ただ、現在のフェミニズム潮流や、19世紀演劇などで流行ったファムファタル像、女性に関するさまざまな視野・偏見・イメージは現代にもある。
女性に対するネガティブな見方は「ミソジニー」という言葉で定義するとわかりやすがい、
結局「魔女」というラベリングは、そもそもミソジニーからだったのではないか、という話。
ミソジニーの対象となるような傑出・突出した女性像、それが中世には「魔女」というラベルを貼られて弾劾されたわけだ。
たとえば、「ジャンヌ・ダルク」とかはそういう系譜ですよね。

魔女がミソジニーの対象であるとすれば、当然ながらフェミニズムの領域であるとか、ファッション・演劇界でのイコンとなりうる女性も、この「魔女」とう言葉に含まれる。「中世の魔女」とイメージは断絶しているが、女性論としての「魔女」を再定義すれば、現代においても魔女という言葉は、とりまわしの良い言葉として使えるわけですね。
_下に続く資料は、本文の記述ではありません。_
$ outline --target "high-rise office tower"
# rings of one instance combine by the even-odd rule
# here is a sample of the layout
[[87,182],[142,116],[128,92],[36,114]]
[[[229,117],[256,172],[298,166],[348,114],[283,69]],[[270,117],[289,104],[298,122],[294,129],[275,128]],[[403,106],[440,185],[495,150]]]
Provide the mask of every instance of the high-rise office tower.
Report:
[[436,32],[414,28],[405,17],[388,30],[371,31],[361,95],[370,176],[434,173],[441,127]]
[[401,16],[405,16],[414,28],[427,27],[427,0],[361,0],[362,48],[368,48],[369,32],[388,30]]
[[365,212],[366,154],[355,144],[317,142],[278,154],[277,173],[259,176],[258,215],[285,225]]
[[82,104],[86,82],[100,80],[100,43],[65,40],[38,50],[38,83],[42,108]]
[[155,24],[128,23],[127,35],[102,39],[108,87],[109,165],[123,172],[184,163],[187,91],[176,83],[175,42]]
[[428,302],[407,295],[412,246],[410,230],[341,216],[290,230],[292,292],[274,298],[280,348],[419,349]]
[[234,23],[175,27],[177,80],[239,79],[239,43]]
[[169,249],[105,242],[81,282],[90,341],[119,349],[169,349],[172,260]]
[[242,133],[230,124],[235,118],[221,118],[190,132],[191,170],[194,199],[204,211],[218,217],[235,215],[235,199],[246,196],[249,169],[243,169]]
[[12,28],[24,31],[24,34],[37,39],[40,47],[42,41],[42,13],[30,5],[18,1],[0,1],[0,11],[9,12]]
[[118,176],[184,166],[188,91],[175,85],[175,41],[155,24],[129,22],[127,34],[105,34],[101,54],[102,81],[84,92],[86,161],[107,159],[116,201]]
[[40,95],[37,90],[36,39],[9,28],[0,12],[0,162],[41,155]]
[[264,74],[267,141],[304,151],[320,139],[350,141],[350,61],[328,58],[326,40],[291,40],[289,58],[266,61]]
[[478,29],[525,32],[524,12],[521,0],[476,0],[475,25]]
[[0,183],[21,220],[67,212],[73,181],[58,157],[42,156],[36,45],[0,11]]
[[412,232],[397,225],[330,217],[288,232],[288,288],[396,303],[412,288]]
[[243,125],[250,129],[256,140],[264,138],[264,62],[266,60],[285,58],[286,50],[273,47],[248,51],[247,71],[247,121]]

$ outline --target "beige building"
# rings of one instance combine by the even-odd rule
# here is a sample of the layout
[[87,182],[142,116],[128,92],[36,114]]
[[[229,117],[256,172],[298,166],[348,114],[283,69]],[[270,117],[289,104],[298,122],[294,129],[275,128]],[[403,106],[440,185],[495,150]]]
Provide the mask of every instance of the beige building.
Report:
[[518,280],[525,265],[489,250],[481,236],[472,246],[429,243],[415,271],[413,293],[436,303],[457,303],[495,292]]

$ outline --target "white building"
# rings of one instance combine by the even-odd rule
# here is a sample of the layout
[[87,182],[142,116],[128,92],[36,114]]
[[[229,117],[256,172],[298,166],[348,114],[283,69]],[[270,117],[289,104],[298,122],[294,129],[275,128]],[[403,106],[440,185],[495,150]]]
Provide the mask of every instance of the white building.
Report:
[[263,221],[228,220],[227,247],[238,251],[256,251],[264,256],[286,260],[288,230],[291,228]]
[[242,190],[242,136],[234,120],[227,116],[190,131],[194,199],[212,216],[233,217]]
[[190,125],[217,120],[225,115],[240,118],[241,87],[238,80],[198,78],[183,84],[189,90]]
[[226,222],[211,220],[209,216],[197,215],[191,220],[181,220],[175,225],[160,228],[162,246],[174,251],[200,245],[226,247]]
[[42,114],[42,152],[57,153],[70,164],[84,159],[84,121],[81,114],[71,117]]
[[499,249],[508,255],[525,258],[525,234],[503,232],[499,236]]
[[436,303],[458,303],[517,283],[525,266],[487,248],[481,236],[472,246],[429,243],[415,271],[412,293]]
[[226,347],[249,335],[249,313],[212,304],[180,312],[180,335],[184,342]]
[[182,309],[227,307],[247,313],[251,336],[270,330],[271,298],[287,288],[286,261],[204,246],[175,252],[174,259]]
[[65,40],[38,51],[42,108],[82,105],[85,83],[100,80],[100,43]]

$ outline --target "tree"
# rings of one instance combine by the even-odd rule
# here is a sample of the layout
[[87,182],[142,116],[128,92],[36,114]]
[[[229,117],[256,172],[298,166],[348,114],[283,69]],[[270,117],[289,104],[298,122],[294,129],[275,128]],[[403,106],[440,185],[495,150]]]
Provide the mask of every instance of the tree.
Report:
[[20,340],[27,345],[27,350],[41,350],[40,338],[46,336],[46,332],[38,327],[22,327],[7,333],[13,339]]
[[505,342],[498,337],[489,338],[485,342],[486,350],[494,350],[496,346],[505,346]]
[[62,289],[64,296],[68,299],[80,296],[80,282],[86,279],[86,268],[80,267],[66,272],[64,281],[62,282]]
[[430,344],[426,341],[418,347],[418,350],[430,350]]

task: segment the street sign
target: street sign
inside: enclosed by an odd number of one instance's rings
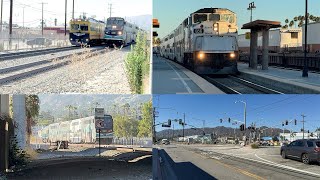
[[[94,116],[97,117],[104,117],[104,108],[95,108],[94,109]]]

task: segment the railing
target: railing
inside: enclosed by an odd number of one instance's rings
[[[249,63],[249,54],[240,54],[240,62]],[[258,55],[258,64],[262,63],[262,55]],[[310,70],[320,71],[320,56],[316,54],[307,55],[307,64]],[[302,53],[286,54],[286,53],[269,53],[269,65],[280,66],[285,68],[302,69],[304,66],[304,55]]]

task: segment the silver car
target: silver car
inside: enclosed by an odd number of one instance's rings
[[[281,147],[282,158],[301,160],[304,164],[320,163],[320,139],[300,139]]]

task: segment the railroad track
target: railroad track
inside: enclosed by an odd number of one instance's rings
[[[5,85],[13,81],[25,79],[40,74],[42,72],[47,72],[49,70],[57,69],[62,66],[68,65],[72,63],[72,56],[78,56],[84,53],[86,52],[78,52],[75,54],[60,56],[58,58],[52,58],[48,60],[42,60],[0,69],[0,85]],[[90,51],[87,53],[92,53],[90,57],[94,57],[99,54],[105,53],[105,48],[90,49]]]
[[[36,51],[24,51],[24,52],[17,52],[17,53],[0,54],[0,61],[19,59],[19,58],[25,58],[25,57],[32,57],[32,56],[39,56],[39,55],[44,55],[44,54],[56,53],[56,52],[69,51],[69,50],[77,49],[77,48],[79,48],[79,47],[68,46],[68,47],[61,47],[61,48],[41,49],[41,50],[36,50]]]
[[[233,75],[223,78],[214,78],[211,76],[203,76],[203,78],[227,94],[284,94],[272,88]]]

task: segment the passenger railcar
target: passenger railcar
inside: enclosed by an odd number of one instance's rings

ただまあ、一般的な話でいえば、「魔女」といえば、「ねるねるねるね」のおばあさんのような、鉤鼻で黒衣に身を包んだ魔法使い然としたイメージだから、あえてスティグマに満ちた言葉を再利用しなくてもいいのではないか、と思ったりはする。

という意味で、かなり予想を裏切られた本。
というのも著者の海野弘は『アール・ヌーボーの世界』で有名になった19世紀〜20世紀が得意な人だから。

ミシュレ『魔女』

魔女〈下〉 (岩波文庫 青 432-2)

魔女〈下〉 (岩波文庫 青 432-2)

魔女〈上〉 (岩波文庫)

魔女〈上〉 (岩波文庫)

これは、昔の本なので、読みにくかった。昔の本って読みにくいよね。
上記の、魔女という言葉の再定義になったルーツと言えるべき本。